Just as in London, they followed a great performance in the preliminaries of the team competition with a terrible start to the finals and finished fifth.
"In a lot of ways, these guys performed better than I feel we did in London," coach Mark Wiliams said. "We fought through everything and there's no giving up. Gymnastics is hard and there are a lot of good teams out there on the men's side."
Four years ago things went wrong when they started on the pommel horse and two of them fell. On Monday it was the floor exercise that put the team in a big hole early with both Alex Naddour and Sam Mikulak stepping out of bounds during their routines.
"It's obviously tough whenever you start from behind, but that's kind of the Team USA motto to never give up, never quit, fight until the end," Chris Brooks said. "So we just tried to rally together and get the ball rolling."
They were able to do that, turning in solid performances on the rings, vault and parallel bars to put them within striking distance of a medal. Only the uneven bars were left and Danell Leyva knew he had to be aggressive to give the team a chance.
But instead of sticking his routine, he missed a connection, leaving the Americans in fifth place once more.
"We started it off a little rough but we were picking it up toward the end," Leyva said. "I was the one who messed it up at the end. I just slipped on the bar. I really tried grabbing on and holding on as much as I could but my grip was off, like it was not on the bar, and that's why it slipped off."
It was a day that illustrated the rapidly increasing gap between the U.S. men's and women's teams. While the women are overwhelming favorites to win their second straight team gold, the men have slipped to the middle of the pack after winning team medals in both 2004 and 2008. Williams watched the American women dominate the field in qualifying on Sunday night and hoped it would give his group a boost.
"Looking at the results obviously they're doing the right things and they looked fantastic last night," Williams said. "That was one of the best gymnastics meets I've ever watched. We've got to come out and be on fire as well."
The gymnasts weren't really interested in comparing what happened in London to Monday's performance. But Leyva summed up the feelings of most of the guys rather succinctly.

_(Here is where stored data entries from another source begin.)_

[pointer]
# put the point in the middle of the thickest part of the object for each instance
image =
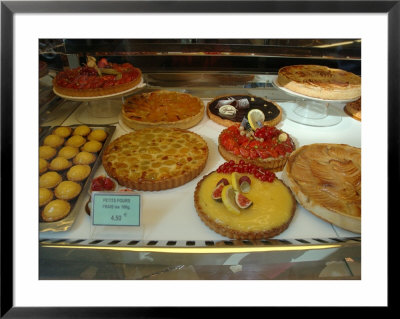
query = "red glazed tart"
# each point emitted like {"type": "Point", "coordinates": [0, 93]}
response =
{"type": "Point", "coordinates": [93, 80]}
{"type": "Point", "coordinates": [268, 147]}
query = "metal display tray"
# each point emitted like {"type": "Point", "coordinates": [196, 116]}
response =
{"type": "Point", "coordinates": [76, 204]}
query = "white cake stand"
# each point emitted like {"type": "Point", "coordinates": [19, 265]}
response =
{"type": "Point", "coordinates": [100, 110]}
{"type": "Point", "coordinates": [313, 111]}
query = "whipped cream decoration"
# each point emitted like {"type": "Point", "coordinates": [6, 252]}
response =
{"type": "Point", "coordinates": [230, 100]}
{"type": "Point", "coordinates": [242, 103]}
{"type": "Point", "coordinates": [227, 111]}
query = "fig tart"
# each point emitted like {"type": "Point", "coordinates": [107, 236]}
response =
{"type": "Point", "coordinates": [268, 146]}
{"type": "Point", "coordinates": [321, 82]}
{"type": "Point", "coordinates": [154, 159]}
{"type": "Point", "coordinates": [162, 108]}
{"type": "Point", "coordinates": [326, 180]}
{"type": "Point", "coordinates": [231, 109]}
{"type": "Point", "coordinates": [244, 201]}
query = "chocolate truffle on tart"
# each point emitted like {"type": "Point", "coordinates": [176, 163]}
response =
{"type": "Point", "coordinates": [268, 146]}
{"type": "Point", "coordinates": [243, 201]}
{"type": "Point", "coordinates": [156, 158]}
{"type": "Point", "coordinates": [162, 109]}
{"type": "Point", "coordinates": [326, 180]}
{"type": "Point", "coordinates": [231, 109]}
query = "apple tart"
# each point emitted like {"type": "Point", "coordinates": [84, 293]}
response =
{"type": "Point", "coordinates": [326, 180]}
{"type": "Point", "coordinates": [162, 108]}
{"type": "Point", "coordinates": [156, 158]}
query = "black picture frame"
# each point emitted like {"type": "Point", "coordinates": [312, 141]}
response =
{"type": "Point", "coordinates": [9, 8]}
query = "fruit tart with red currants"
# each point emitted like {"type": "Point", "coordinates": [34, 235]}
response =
{"type": "Point", "coordinates": [266, 146]}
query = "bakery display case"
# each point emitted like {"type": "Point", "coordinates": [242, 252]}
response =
{"type": "Point", "coordinates": [171, 237]}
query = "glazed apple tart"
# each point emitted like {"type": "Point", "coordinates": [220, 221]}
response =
{"type": "Point", "coordinates": [162, 108]}
{"type": "Point", "coordinates": [155, 159]}
{"type": "Point", "coordinates": [326, 180]}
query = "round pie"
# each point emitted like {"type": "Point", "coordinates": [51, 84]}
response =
{"type": "Point", "coordinates": [59, 164]}
{"type": "Point", "coordinates": [47, 152]}
{"type": "Point", "coordinates": [326, 180]}
{"type": "Point", "coordinates": [67, 190]}
{"type": "Point", "coordinates": [50, 179]}
{"type": "Point", "coordinates": [231, 109]}
{"type": "Point", "coordinates": [97, 135]}
{"type": "Point", "coordinates": [68, 152]}
{"type": "Point", "coordinates": [92, 146]}
{"type": "Point", "coordinates": [53, 140]}
{"type": "Point", "coordinates": [268, 146]}
{"type": "Point", "coordinates": [81, 130]}
{"type": "Point", "coordinates": [55, 210]}
{"type": "Point", "coordinates": [97, 79]}
{"type": "Point", "coordinates": [156, 158]}
{"type": "Point", "coordinates": [162, 109]}
{"type": "Point", "coordinates": [84, 158]}
{"type": "Point", "coordinates": [63, 131]}
{"type": "Point", "coordinates": [262, 209]}
{"type": "Point", "coordinates": [321, 82]}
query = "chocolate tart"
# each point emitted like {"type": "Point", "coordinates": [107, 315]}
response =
{"type": "Point", "coordinates": [272, 111]}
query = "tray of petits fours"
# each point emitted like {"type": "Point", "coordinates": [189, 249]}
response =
{"type": "Point", "coordinates": [68, 158]}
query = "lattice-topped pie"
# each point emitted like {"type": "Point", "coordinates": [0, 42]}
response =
{"type": "Point", "coordinates": [154, 159]}
{"type": "Point", "coordinates": [326, 180]}
{"type": "Point", "coordinates": [162, 108]}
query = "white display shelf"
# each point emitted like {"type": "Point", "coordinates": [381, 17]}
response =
{"type": "Point", "coordinates": [170, 215]}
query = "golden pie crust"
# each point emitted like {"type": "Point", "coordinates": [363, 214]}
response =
{"type": "Point", "coordinates": [320, 82]}
{"type": "Point", "coordinates": [353, 109]}
{"type": "Point", "coordinates": [267, 217]}
{"type": "Point", "coordinates": [162, 109]}
{"type": "Point", "coordinates": [156, 158]}
{"type": "Point", "coordinates": [326, 180]}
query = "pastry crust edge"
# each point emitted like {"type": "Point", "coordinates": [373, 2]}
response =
{"type": "Point", "coordinates": [236, 234]}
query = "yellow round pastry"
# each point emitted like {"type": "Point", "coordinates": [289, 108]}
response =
{"type": "Point", "coordinates": [45, 196]}
{"type": "Point", "coordinates": [84, 158]}
{"type": "Point", "coordinates": [97, 135]}
{"type": "Point", "coordinates": [78, 173]}
{"type": "Point", "coordinates": [269, 210]}
{"type": "Point", "coordinates": [82, 130]}
{"type": "Point", "coordinates": [46, 152]}
{"type": "Point", "coordinates": [53, 140]}
{"type": "Point", "coordinates": [68, 152]}
{"type": "Point", "coordinates": [50, 179]}
{"type": "Point", "coordinates": [63, 131]}
{"type": "Point", "coordinates": [43, 165]}
{"type": "Point", "coordinates": [92, 146]}
{"type": "Point", "coordinates": [75, 141]}
{"type": "Point", "coordinates": [59, 164]}
{"type": "Point", "coordinates": [67, 190]}
{"type": "Point", "coordinates": [55, 210]}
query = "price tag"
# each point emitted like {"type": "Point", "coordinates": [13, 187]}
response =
{"type": "Point", "coordinates": [116, 209]}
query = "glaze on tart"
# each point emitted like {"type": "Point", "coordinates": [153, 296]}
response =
{"type": "Point", "coordinates": [156, 158]}
{"type": "Point", "coordinates": [272, 209]}
{"type": "Point", "coordinates": [162, 109]}
{"type": "Point", "coordinates": [239, 106]}
{"type": "Point", "coordinates": [320, 82]}
{"type": "Point", "coordinates": [97, 79]}
{"type": "Point", "coordinates": [268, 146]}
{"type": "Point", "coordinates": [326, 180]}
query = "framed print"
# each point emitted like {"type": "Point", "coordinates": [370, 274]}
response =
{"type": "Point", "coordinates": [215, 54]}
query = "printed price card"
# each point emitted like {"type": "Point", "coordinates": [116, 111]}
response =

"It feels equally bad," he said.
Despite the disappointing finish the men were happy with their effort and looking forward to better results in the individual events.
"Even though we didn't get the placement that we wanted it was fun. We had fun down there," Brooks said. "We were supporting each other. We were competing with everything we had. It's gymnastics — sometimes it doesn't go your way, sometimes you need a little bit of luck. But I had a great time."
Naddour completely agreed with his teammate and had a smile on his face as he described the day.
"Fifth in the world," he said. "It's still pretty good."